The subjects of Bark’s previous series, exhibited at Michael Hoppen Contemporary in 2006, were captured in moments of self-contained abandon in formally constructed urban interiors. In Woodpecker, his subjects are pictured in naturalistic outdoor tableaux, sometimes interacting in couples or groups but always with the suggestion an internal isolation. The rich detail, vivid self-contained illumination and the complexity of the constructed surroundings in these photographs draw the viewer into the dense pictorial allegory.
Occupying a space between the classical artistic categories of photography, painting and film – Bark moves against the lure of instantaneous photography. The collaborations, castings, set construction (the swamp took one month to sculpt in a Brooklyn studio) and illusionary narrative in the series bring the act of photo taking closer towards the highly considered processes of both the Old Master tableau and the younger art of cinema. Nothing is built by Bark beyond the edge of the frame and his subjects are snatched out of real time, so the audience is viewing an enactment, a constructed diorama rather than reality. Held together in a film, cinematically constructed, dissected and reassembled – the works can be looked at as individually structurally significant, and also as part of a larger extended narrative.
In these photographs, scenes of dream-like concoctions coexist with unembellished realism. The muted moonlit tones soften the human forms and the watery illumination lends them the appearance of otherworldly creatures indulging in their private fictions, desires and escape. The images are heavy with symbolism: the swamp, at the fringe of urban sprawl is a no mans land between civilization and the wilderness: the swan, recalling the erotic motif of ‘Leda and the swan’ but also signifying, light, self-transformation and the higher self.

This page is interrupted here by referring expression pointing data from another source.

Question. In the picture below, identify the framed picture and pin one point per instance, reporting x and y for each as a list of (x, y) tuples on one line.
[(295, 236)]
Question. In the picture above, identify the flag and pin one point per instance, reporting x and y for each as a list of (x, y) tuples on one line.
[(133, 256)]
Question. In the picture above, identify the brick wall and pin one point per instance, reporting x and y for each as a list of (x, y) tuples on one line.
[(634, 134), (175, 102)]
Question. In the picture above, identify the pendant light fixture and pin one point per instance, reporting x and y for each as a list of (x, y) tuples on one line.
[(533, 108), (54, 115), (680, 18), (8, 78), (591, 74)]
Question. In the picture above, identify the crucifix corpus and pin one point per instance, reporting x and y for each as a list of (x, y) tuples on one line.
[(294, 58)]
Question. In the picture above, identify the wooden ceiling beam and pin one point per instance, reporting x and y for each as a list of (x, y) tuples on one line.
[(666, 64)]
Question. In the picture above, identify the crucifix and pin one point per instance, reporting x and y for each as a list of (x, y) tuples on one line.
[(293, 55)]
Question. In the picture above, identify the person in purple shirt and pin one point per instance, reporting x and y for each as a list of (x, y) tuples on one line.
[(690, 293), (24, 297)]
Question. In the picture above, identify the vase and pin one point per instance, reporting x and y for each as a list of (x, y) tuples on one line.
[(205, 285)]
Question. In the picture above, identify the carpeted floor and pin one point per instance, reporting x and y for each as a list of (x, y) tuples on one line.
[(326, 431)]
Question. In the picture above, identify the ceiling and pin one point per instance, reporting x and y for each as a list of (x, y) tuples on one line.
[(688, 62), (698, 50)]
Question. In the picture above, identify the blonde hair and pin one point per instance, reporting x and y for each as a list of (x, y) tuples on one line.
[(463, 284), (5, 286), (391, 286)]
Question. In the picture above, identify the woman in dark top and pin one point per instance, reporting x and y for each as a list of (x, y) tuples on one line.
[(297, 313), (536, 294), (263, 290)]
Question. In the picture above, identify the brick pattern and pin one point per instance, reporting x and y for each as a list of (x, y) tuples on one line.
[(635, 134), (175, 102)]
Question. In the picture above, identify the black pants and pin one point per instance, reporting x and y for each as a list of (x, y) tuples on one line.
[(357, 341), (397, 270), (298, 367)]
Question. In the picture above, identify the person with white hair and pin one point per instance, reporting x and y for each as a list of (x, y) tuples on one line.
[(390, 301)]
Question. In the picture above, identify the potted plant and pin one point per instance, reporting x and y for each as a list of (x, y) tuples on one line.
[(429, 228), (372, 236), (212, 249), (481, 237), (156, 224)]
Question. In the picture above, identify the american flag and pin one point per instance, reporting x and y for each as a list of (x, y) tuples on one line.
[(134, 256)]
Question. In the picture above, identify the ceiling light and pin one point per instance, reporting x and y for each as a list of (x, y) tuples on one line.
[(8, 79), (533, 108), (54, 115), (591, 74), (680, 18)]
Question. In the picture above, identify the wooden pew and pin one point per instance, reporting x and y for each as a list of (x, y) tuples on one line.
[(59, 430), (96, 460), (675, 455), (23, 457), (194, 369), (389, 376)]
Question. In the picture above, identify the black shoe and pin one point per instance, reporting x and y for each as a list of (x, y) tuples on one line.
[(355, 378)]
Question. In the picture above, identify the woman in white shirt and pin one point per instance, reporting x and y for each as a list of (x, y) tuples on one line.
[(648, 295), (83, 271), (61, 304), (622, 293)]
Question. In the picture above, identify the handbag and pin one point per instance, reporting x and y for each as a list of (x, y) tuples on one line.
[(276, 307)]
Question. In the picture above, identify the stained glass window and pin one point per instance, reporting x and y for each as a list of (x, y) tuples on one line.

On first glance, the location is a rural idyll but on closer inspection urban debris is revealed – a pram, crates, tyres, mattresses, telephone wires, bed frames and a car are strewn amongst the rotting landscape. The corruption of the scenery is mirrored by the corruption of the youth – drugs, disillusionment, violence and sexual behavior, referencing Eric Fischl and his depictions of psychosexual malaise of American prosperity.
Jeff Bark (born 1963) lives and works in New York. Woodpecker is his second exhibition at Michael Hoppen Contemporary.